When "The Atlantic Monthly" was begun, twenty-five years
afterwards, and the author was asked to write for it, the
recollection of these crude products of his uncombed literary
boyhood suggested the thought that it would be a curious experiment
to shake the same bough again, and see if the ripe fruit were
better or worse than the early windfalls.

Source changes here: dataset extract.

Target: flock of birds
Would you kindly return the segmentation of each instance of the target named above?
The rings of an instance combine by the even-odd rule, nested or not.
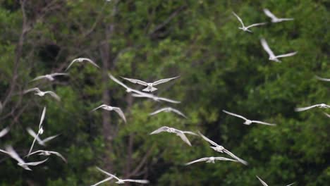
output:
[[[276,17],[273,13],[271,13],[268,9],[264,9],[264,12],[267,16],[269,16],[269,18],[271,18],[271,22],[272,23],[279,23],[279,22],[282,22],[282,21],[288,21],[288,20],[293,20],[293,18],[279,18]],[[255,26],[259,26],[259,25],[263,25],[267,24],[267,23],[260,23],[252,24],[252,25],[250,25],[249,26],[245,26],[245,25],[243,23],[240,18],[236,13],[235,13],[234,12],[233,12],[233,14],[237,18],[237,19],[239,20],[239,22],[242,25],[242,27],[240,27],[239,29],[240,29],[240,30],[242,30],[243,31],[247,31],[247,32],[252,32],[252,31],[250,30],[249,30],[249,28],[252,27],[255,27]],[[270,49],[269,46],[268,46],[268,44],[267,44],[267,42],[266,42],[266,40],[264,39],[261,39],[261,44],[262,45],[264,49],[269,55],[269,59],[270,61],[276,61],[276,62],[281,62],[281,61],[279,60],[279,58],[291,56],[293,56],[295,54],[297,54],[297,52],[295,51],[295,52],[292,52],[292,53],[289,53],[289,54],[286,54],[275,56],[275,54],[273,53],[273,51]],[[83,63],[83,62],[88,62],[90,64],[92,64],[92,66],[95,66],[96,68],[99,68],[99,66],[98,65],[97,65],[91,59],[87,58],[78,58],[74,59],[73,61],[71,61],[71,63],[69,64],[68,68],[66,69],[66,71],[67,71],[74,63]],[[154,86],[158,85],[161,84],[161,83],[167,82],[171,81],[171,80],[173,80],[179,78],[179,76],[174,77],[174,78],[171,78],[163,79],[163,80],[155,81],[154,82],[144,82],[144,81],[142,81],[142,80],[140,80],[121,77],[124,80],[127,80],[127,81],[128,81],[130,82],[139,84],[139,85],[143,85],[143,86],[146,87],[145,89],[142,89],[142,92],[141,92],[140,90],[137,90],[137,89],[129,87],[128,86],[127,86],[126,85],[123,84],[122,82],[118,80],[117,78],[116,78],[114,76],[113,76],[111,73],[109,73],[108,75],[109,75],[109,78],[111,80],[113,80],[114,82],[116,82],[117,84],[118,84],[119,85],[121,85],[121,87],[125,88],[126,91],[128,93],[130,93],[133,97],[149,98],[149,99],[153,99],[154,101],[166,101],[166,102],[173,103],[173,104],[179,104],[180,103],[180,101],[178,101],[172,100],[172,99],[167,99],[167,98],[164,98],[164,97],[160,97],[155,96],[155,95],[154,95],[152,94],[150,94],[150,93],[147,93],[147,92],[152,92],[154,91],[156,91],[157,89],[157,88],[154,87]],[[51,73],[51,74],[47,74],[47,75],[44,75],[38,76],[38,77],[35,78],[35,79],[33,79],[32,81],[37,81],[37,80],[43,80],[43,79],[46,79],[46,80],[49,80],[49,81],[53,81],[53,80],[55,80],[56,77],[59,76],[59,75],[69,75],[69,74],[66,73]],[[325,78],[320,78],[320,77],[318,77],[318,76],[317,76],[316,78],[317,79],[320,80],[330,81],[330,79],[325,79]],[[27,94],[27,93],[32,92],[35,92],[35,95],[37,95],[37,96],[39,96],[39,97],[44,97],[46,94],[49,94],[49,96],[52,97],[54,99],[55,99],[57,101],[61,100],[60,97],[59,97],[55,92],[54,92],[52,91],[44,91],[44,91],[40,90],[38,87],[34,87],[34,88],[27,89],[25,91],[24,91],[23,93]],[[316,105],[313,105],[313,106],[307,106],[307,107],[304,107],[304,108],[295,108],[295,111],[306,111],[306,110],[308,110],[308,109],[310,109],[310,108],[314,108],[314,107],[327,108],[330,108],[330,106],[328,106],[328,105],[326,105],[326,104],[316,104]],[[109,106],[109,105],[106,105],[106,104],[102,104],[101,106],[99,106],[98,107],[96,107],[95,108],[92,109],[91,111],[96,111],[97,110],[98,110],[99,108],[102,108],[102,109],[109,111],[114,111],[116,113],[118,113],[119,117],[125,123],[127,122],[126,118],[125,117],[124,113],[123,112],[121,108],[119,108],[119,107],[111,106]],[[0,102],[0,110],[1,110],[1,109],[2,109],[2,105],[1,105],[1,104]],[[178,111],[178,109],[171,108],[171,107],[165,107],[165,108],[160,108],[160,109],[159,109],[157,111],[155,111],[149,113],[149,115],[150,116],[154,116],[154,115],[157,115],[157,114],[158,114],[158,113],[159,113],[161,112],[172,112],[172,113],[174,113],[176,114],[178,114],[180,116],[182,116],[182,117],[183,117],[185,118],[187,118],[187,116],[185,114],[183,114],[181,111]],[[235,117],[240,118],[244,120],[245,122],[243,123],[245,124],[245,125],[250,125],[252,123],[257,123],[257,124],[262,124],[262,125],[270,125],[270,126],[276,125],[276,124],[266,123],[266,122],[263,122],[263,121],[251,120],[249,120],[249,119],[248,119],[248,118],[245,118],[245,117],[243,117],[243,116],[242,116],[240,115],[238,115],[238,114],[236,114],[236,113],[231,113],[231,112],[229,112],[229,111],[225,111],[225,110],[223,110],[223,112],[226,113],[226,114],[228,114],[229,116],[235,116]],[[56,137],[57,137],[59,136],[59,135],[53,135],[53,136],[51,136],[51,137],[47,137],[47,138],[45,138],[44,140],[42,140],[40,138],[40,135],[42,135],[43,134],[43,132],[44,132],[44,130],[43,130],[43,128],[42,128],[43,127],[42,124],[43,124],[43,121],[44,121],[44,120],[45,118],[45,115],[46,115],[46,107],[44,107],[44,108],[42,110],[40,121],[39,121],[39,123],[38,131],[37,131],[37,133],[32,129],[31,129],[30,128],[27,128],[27,131],[28,131],[28,134],[30,135],[31,135],[34,138],[34,140],[33,140],[32,145],[31,145],[31,147],[30,148],[29,152],[28,153],[28,154],[24,158],[28,159],[30,156],[36,155],[36,154],[39,155],[39,156],[49,156],[51,155],[55,155],[55,156],[57,156],[59,158],[61,158],[64,162],[66,163],[67,162],[66,159],[64,158],[64,156],[62,154],[61,154],[59,152],[52,151],[45,151],[45,150],[37,150],[37,151],[32,151],[35,143],[36,142],[39,145],[44,147],[46,145],[47,142],[48,142],[49,141],[50,141],[50,140],[53,140],[53,139],[54,139],[54,138],[56,138]],[[330,117],[330,115],[327,115],[327,116]],[[4,137],[4,135],[6,135],[9,131],[10,131],[9,128],[6,128],[3,129],[1,131],[0,131],[0,138]],[[205,161],[206,163],[214,163],[215,161],[234,161],[234,162],[240,163],[242,163],[243,165],[245,165],[245,166],[247,166],[248,164],[246,161],[244,161],[244,160],[241,159],[240,158],[238,157],[237,156],[233,154],[232,152],[231,152],[229,150],[228,150],[227,149],[225,149],[223,146],[219,145],[219,144],[216,144],[216,142],[214,142],[214,141],[211,140],[210,139],[207,138],[207,137],[203,135],[200,132],[197,132],[197,133],[195,133],[195,132],[190,132],[190,131],[184,131],[184,130],[178,130],[178,129],[176,129],[176,128],[173,128],[163,126],[163,127],[161,127],[160,128],[150,133],[150,135],[157,135],[157,134],[159,134],[159,133],[161,133],[161,132],[169,132],[169,133],[176,134],[177,136],[180,137],[181,139],[184,142],[188,144],[189,146],[192,146],[192,145],[191,145],[191,143],[189,141],[188,138],[187,137],[186,135],[200,136],[200,137],[202,137],[202,139],[203,139],[206,142],[211,144],[212,146],[210,147],[212,149],[213,149],[214,151],[216,151],[217,152],[226,154],[227,154],[227,155],[228,155],[230,156],[230,158],[218,157],[218,156],[216,156],[216,157],[211,156],[211,157],[201,158],[200,159],[197,159],[197,160],[195,160],[195,161],[190,161],[190,162],[188,162],[188,163],[185,163],[186,166],[191,165],[191,164],[193,164],[193,163],[197,163],[197,162],[201,162],[201,161]],[[16,160],[18,162],[18,165],[19,166],[22,167],[23,168],[24,168],[25,170],[32,170],[32,169],[30,168],[30,166],[35,166],[42,164],[42,163],[45,163],[49,159],[49,158],[47,158],[47,159],[44,159],[42,161],[40,161],[28,162],[27,163],[22,158],[20,158],[20,156],[14,150],[13,147],[10,146],[10,145],[6,146],[4,150],[0,149],[0,152],[8,155],[9,157],[11,157],[12,159],[13,159],[14,160]],[[102,173],[105,174],[106,175],[107,175],[107,178],[106,179],[96,183],[96,184],[92,185],[92,186],[98,185],[99,185],[101,183],[103,183],[103,182],[106,182],[106,181],[109,181],[109,180],[111,180],[112,179],[116,179],[117,180],[116,182],[118,183],[118,184],[122,184],[122,183],[125,183],[126,182],[138,182],[138,183],[141,183],[141,184],[149,183],[149,181],[147,180],[121,179],[121,178],[116,177],[115,175],[111,174],[111,173],[101,169],[100,168],[99,168],[97,166],[96,167],[96,168],[98,170],[99,170],[101,173]],[[264,186],[268,185],[264,181],[263,181],[257,175],[256,175],[256,177],[257,178],[257,179],[260,181],[260,182]],[[293,184],[294,184],[294,182],[291,183],[290,185],[288,185],[287,186],[291,185]]]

So began this series of papers, which naturally brings those
earlier attempts to my own notice and that of some few friends who
were idle enough to read them at the time of their publication.
The man is father to the boy that was, and I am my own son, as it
seems to me, in those papers of the New England Magazine. If I
find it hard to pardon the boy's faults, others would find it
harder. They will not, therefore, be reprinted here, nor as I
hope, anywhere.

But a sentence or two from them will perhaps bear reproducing, and
with these I trust the gentle reader, if that kind being still
breathes, will be contented.

- "It is a capital plan to carry a tablet with you, and, when you
find yourself felicitous, take notes of your own conversation." -

- "When I feel inclined to read poetry I take down my Dictionary.
The poetry of words is quite as beautiful as that of sentences.
The author may arrange the gems effectively, but their fhape and
luftre have been given by the attrition of ages. Bring me the
fineft fimile from the whole range of imaginative writing, and I
will fhow you a fingle word which conveys a more profound, a more
accurate, and a more eloquent analogy." -

- "Once on a time, a notion was ftarted, that if all the people in
the world would fhout at once, it might be heard in the moon. So
the projectors agreed it fhould be done in juft ten years. Some
thousand fhip-loads of chronometers were diftributed to the
selectmen and other great folks of all the different nations. For
a year beforehand, nothing else was talked about but the awful
noise that was to be made on the great occafion. When the time
came, everybody had their ears so wide open, to hear the universal
ejaculation of BOO, - the word agreed upon, - that nobody spoke
except a deaf man in one of the Fejee Islands, and a woman in
Pekin, so that the world was never so ftill fince the creation." -

There was nothing better than these things and there was not a
little that was much worse. A young fellow of two or three and
twenty has as good a right to spoil a magazine-full of essays in
learning how to write, as an oculist like Wenzel had to spoil his
hat-full of eyes in learning how to operate for cataract, or an
ELEGANT like Brummel to point to an armful of failures in the
attempt to achieve a perfect tie. This son of mine, whom I have
not seen for these twenty-five years, generously counted, was a
self-willed youth, always too ready to utter his unchastised
fancies. He, like too many American young people, got the spur
when he should have had the rein. He therefore helped to fill the
market with that unripe fruit which his father says in one of these
papers abounds in the marts of his native country. All these by-
gone shortcomings he would hope are forgiven, did he not feel sure
that very few of his readers know anything about them. In taking
the old name for the new papers, he felt bound to say that he had
uttered unwise things under that title, and if it shall appear that
his unwisdom has not diminished by at least half while his years
have doubled, he promises not to repeat the experiment if he should
live to double them again and become his own grandfather.